Given their remote location, the Golans rely heavily on the phone, fax, and e-mail. They have three phone lines in the house, plus a T1 Internet connection for Dan, and each has a separate Internet account. And although Alison’s 28.8Kbps modem works fine for managing e-mail messages, she’s often frustrated by surfing the World Wide Wait.
But the biggest issue for Alison is struggling to work on a Mac in a Windows world. “I’m thinking of changing [to a Windows-based PC], because a lot of my clients are on Windows systems,” she confesses. In addition, she needs to better manage her vital PR contacts. “I have numbers everywhere.”
The Solution: Make the Switch to Microsoft
Despite their foresight in creating separate work environments, the Golans are not maximizing their network and office space.
For starters, Dan’s already running Windows NT on one system, so if he upgrades the server software (about $129), he can easily add Alison’s Performa to the network. Another possibility is Miramar Systems’s PC MacLAN for Windows NT (800-862-2526, www.miramarsystems.com), a $219 program that lets Windows users see and swap files with Mac users. However, setting up Alison’s system so it can share all their peripherals can be tricky, warns Malloy. His advice to the Golans: Abandon the Apple and pick up the most powerful Windows 98 PC you can afford, staving off obsolescence for as long as possible.
By buying a Windows PC, Alison’s system can be easily added to the network, which will, in turn, let the Golans share more equipment than they do now. Even better, Alison could jump on the Internet for quick research via the T1 line, even while her husband’s online. Artisoft offers a program called i. Share (800-846-9726, www.artisoft.com; $129) that allows several people working on different PCs to share a single Internet account, phone line, and modem (just make sure you get multiple e-mail addresses through your ISP). The software runs on Microsoft or Novell networks.
If Alison resists Malloy’s suggestion to submit to Windows, she still needs a decent personal information manager for her Mac. Our pick: Now Contact & Up-to-Date 3.6.5 (800-2EUDORA, www.qualcomm.com). For only $100, it’ll be an organizational and time-management godsend. And on a network, it’ll allow her to coordinate who’s responsible for picking up the kids, what hours the nanny will be there, and when the couple can take off for an afternoon of mountain biking. Should she decide to buy a Windows PC, Malloy says, Alison’s best contact management bet is GoldMine.
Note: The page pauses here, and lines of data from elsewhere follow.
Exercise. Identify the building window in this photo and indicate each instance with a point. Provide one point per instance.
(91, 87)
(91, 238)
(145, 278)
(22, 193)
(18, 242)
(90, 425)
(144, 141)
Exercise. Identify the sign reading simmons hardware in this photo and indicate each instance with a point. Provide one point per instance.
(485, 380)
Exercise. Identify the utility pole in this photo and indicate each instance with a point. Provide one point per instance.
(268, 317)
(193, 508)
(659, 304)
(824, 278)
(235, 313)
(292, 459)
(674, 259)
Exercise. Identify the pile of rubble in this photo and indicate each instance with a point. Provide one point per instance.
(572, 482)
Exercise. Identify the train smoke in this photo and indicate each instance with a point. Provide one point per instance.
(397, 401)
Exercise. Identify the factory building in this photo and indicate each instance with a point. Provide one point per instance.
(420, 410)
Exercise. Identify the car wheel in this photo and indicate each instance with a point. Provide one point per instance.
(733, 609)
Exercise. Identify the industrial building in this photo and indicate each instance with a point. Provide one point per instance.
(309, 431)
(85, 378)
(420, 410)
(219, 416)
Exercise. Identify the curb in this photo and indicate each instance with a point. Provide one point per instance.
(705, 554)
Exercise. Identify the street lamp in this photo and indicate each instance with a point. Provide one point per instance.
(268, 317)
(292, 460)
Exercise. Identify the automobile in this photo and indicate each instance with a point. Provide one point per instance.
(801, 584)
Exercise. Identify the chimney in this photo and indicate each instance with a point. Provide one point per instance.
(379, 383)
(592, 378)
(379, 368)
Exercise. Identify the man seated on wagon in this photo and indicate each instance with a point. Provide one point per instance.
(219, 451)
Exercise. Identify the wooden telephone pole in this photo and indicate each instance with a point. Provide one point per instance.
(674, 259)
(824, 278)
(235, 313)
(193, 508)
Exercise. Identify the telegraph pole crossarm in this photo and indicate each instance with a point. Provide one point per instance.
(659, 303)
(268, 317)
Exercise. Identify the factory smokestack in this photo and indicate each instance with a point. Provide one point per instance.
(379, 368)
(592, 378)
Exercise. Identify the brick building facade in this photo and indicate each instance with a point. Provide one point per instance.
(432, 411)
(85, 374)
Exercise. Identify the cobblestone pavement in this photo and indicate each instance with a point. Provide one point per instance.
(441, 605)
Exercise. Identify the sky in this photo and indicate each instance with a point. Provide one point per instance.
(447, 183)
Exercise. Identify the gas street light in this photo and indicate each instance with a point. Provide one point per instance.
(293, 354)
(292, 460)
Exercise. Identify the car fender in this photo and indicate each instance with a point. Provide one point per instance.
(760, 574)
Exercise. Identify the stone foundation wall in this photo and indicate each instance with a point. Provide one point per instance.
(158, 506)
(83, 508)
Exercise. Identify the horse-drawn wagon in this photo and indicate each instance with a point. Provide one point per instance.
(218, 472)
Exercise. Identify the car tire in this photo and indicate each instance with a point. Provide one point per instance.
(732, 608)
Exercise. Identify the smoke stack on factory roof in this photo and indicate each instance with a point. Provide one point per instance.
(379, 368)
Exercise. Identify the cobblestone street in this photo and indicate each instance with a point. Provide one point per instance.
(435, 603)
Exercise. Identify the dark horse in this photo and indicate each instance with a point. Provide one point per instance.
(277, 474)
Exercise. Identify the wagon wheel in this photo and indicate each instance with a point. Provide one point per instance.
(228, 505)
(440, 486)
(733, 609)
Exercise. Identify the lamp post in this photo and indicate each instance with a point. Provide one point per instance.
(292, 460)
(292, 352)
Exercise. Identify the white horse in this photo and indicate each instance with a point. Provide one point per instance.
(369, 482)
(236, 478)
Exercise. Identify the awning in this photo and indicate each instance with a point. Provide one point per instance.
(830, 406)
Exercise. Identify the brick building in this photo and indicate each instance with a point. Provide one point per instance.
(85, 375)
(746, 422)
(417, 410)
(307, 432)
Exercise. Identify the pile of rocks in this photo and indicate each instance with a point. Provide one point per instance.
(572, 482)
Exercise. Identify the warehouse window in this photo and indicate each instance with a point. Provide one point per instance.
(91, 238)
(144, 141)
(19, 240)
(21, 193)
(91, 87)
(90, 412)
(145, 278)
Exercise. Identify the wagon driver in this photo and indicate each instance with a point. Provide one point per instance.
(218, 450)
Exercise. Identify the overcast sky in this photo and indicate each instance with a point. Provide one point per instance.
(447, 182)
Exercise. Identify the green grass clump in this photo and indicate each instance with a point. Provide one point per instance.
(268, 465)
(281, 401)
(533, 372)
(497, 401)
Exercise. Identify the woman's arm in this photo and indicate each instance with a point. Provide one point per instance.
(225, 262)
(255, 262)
Because Dan’s paper needs aren’t as crucial as Alison’s, he doesn’t have his own printer. However, that means the couple rely on a single machine that could break down and leave them high and dry in the Rockies. And although walking over to connect to Alison’s fax line sounds like a minor nuisance, it’s an unnecessary interruption. Both issues can be resolved by buying Dan a multifunction color fax/printer/scanner, such as Hewlett-Packard’s OfficeJet 600 ($500), and adding another phone line to his office. Doing so will increase security and prevent distractions.
And, after all, that’s why most people head home to get work done in the first place.